The discouraging news from the trial was that the phase 3 results were not as good as the phase 2 results. In December 2009, the company announced phase 2 results of Apremilast in treating psoriasis. In this mid-stage trial, 41% of patients achieved the targeted 75% reduction in symptoms while the phase 3 results just announced showed only 33.1% of patients achieving this reduction. This represents a drop-off in efficacy which would have an effect on the frequency of prescription if the drug is ultimately approved. In comparison, 80% of patients taking AbbVie’s (ABBV) blockbuster drug, Humira, achieved the 75% reduction after 16 weeks while clinical studies of Enbrel, marketed by Amgen (AMGN) and Pfizer (PFE) found that 46% of patients taking a 50 mg dosage of the drug achieved the reduction after 12 weeks. There must know be a question mark about whether Celgene can achieve its target of $1.5 billion in annual sales for the treatment.

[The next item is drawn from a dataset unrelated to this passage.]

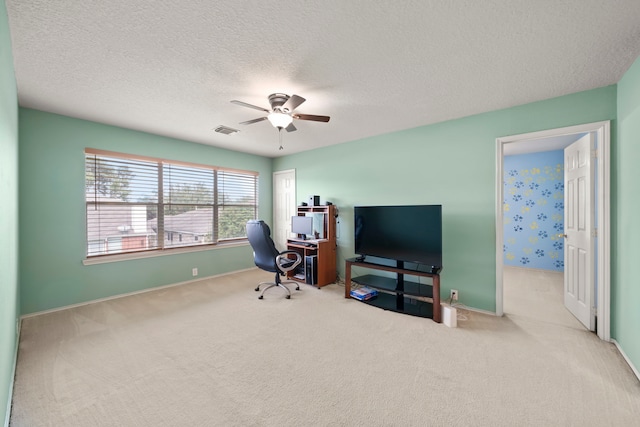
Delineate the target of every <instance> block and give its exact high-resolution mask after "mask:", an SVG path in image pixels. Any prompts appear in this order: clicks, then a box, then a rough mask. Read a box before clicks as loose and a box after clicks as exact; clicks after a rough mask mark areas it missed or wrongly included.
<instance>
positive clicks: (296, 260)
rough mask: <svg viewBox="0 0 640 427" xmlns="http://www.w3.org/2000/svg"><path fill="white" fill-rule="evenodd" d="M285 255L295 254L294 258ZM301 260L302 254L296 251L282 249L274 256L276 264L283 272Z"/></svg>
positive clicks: (285, 271) (295, 264) (293, 268)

The encouraging news is that Apremilast met its primary endpoint and has encouraged the company to apply for regulatory approval. It will submit a New Drug Application shortly for treating psoriatic arthritis and will follow up with an application for psoriasis in the second half of 2013. Celgene also intends to apply for European approval for Apremilast for both indications in the second half of 2013.The other good sign is that the safety profile for Apremilast continues to be good and than 96% of patients reported no adverse events or only mild-to-moderate adverse events. It is true that Apremilast will not be as effective as treatments already on the market like Humira and Enbrel. However, its advantages include a good safety profile and the fact that Apremilast is taken in pill form instead of being injected. Finally, there’s the question of cost and analysts anticipate that Apremilast will be considerably less expensive than its rivals.
ISI Group analyst Mark Schoenebaum still thinks the drug will be approved and used by doctors because of its good safety profile, but it would have to be priced lower than its rivals. He also says Celgene’s 2017 Apremilast sales guidance of $1.5 billion to $2 billion is too high and current consensus estimate are 2017 sales of $873 million. The lower efficacy could impact sales, but the advantages of the drug, namely safety, convenience, and price are still there. Apremilast should still be a blockbuster, although sales are likely to be lower than expected. Apremilast is just one of several drugs that could contribute to Celgene’s growth in the future. I rate Celgene a Hold, pending more favorable news on Apremilast.